Dissociative chemisorption of H2 on the Cu(110) surface: a quantum and quasiclassical dynamical study.

Six-dimensional quantum dynamical and quasiclassical trajectory (QCT) calculations are reported for the reaction and vibrationally inelastic scattering of (v = 0,1,j = 0) H(2) scattering from Cu(110), and for the reaction and rovibrationally elastic and inelastic scattering of (v = 1,j = 1) H(2) scattering from Cu(110). The dynamics results were obtained using a potential energy surface obtained with density functional theory using the PW91 functional. The reaction probabilities computed with quantum dynamics for (v = 0,1,j = 0) were in excellent agreement with the QCT results obtained earlier for these states, thereby validating the QCT approach to sticking of hydrogen on Cu(110).
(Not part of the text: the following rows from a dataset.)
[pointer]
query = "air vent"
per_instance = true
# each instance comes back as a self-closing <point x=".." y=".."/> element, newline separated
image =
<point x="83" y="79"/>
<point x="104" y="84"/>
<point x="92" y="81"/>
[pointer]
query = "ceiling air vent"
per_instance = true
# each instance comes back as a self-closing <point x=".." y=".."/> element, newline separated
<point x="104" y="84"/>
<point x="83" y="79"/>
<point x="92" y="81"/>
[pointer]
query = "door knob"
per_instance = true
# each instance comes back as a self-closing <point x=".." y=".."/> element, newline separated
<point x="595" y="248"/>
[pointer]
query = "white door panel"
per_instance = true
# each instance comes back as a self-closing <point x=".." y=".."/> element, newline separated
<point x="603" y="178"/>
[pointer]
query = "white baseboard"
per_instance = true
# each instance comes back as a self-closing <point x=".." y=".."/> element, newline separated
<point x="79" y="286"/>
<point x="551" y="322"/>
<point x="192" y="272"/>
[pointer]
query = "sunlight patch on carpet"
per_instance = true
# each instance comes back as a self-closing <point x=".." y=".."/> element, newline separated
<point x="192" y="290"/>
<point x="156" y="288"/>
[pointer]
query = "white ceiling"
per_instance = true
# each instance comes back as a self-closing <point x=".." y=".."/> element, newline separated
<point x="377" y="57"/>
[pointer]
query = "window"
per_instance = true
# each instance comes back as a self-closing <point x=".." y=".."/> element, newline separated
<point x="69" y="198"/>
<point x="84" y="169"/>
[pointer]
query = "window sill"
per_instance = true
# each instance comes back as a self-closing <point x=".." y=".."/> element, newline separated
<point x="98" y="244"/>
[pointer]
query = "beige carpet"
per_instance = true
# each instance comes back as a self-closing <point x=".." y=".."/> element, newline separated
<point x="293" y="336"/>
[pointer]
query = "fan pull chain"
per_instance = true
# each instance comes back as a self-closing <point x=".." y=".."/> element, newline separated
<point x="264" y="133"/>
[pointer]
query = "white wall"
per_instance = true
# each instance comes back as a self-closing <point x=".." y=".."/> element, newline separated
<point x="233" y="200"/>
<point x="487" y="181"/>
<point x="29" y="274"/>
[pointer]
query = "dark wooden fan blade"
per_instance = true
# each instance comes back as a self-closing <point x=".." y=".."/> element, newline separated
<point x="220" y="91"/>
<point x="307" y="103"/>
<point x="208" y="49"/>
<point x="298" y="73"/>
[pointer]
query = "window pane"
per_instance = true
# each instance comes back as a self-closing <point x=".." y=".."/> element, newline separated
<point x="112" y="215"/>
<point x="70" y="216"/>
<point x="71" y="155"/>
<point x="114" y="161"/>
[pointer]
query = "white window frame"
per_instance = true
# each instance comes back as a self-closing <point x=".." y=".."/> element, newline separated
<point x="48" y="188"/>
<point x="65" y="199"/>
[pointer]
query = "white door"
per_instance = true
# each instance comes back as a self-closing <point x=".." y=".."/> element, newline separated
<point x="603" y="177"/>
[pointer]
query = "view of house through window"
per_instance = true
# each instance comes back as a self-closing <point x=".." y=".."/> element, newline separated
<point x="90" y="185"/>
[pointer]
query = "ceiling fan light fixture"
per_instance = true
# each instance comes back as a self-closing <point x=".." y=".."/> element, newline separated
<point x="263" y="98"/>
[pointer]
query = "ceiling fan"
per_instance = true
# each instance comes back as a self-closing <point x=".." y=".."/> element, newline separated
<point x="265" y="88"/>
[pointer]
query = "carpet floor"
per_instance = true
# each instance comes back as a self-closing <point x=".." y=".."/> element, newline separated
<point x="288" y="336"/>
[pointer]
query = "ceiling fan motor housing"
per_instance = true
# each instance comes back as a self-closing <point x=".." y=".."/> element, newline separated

The vibrational de-excitation probability P(v=1,j = 0 --> v = 0) computed with the QCT method is in remarkably good agreement with the quantum dynamical results for normal incidence energies E(n) between 0.2 and 0.6 eV. The QCT result for the vibrational excitation probability P(v = 0,j = 0 --> v = 1) is likewise accurate for E(n) between 0.8 and 1 eV, but the QCT method overestimates vibrational excitation for lower E(n). The QCT method gives probabilities for rovibrationally (in)elastic scattering, P(v = 1,j = 1 --> v('),j(')), which are in remarkably good agreement with quantum dynamical results. The rotationally averaged, initial vibrational state-selective reaction probability obtained with QCT agrees well with the initial vibrational state-selective reaction probability extracted from molecular beam experiments for v = 1, for the range of collision energies for which the v=1 contribution to the measured total sticking probability dominates. The quantum dynamical probabilities for rovibrationally elastic scattering of (v = 1,j = 1) H(2) from Cu(110) are in good agreement with experiment for E(n) between 0.08 and 0.25 eV.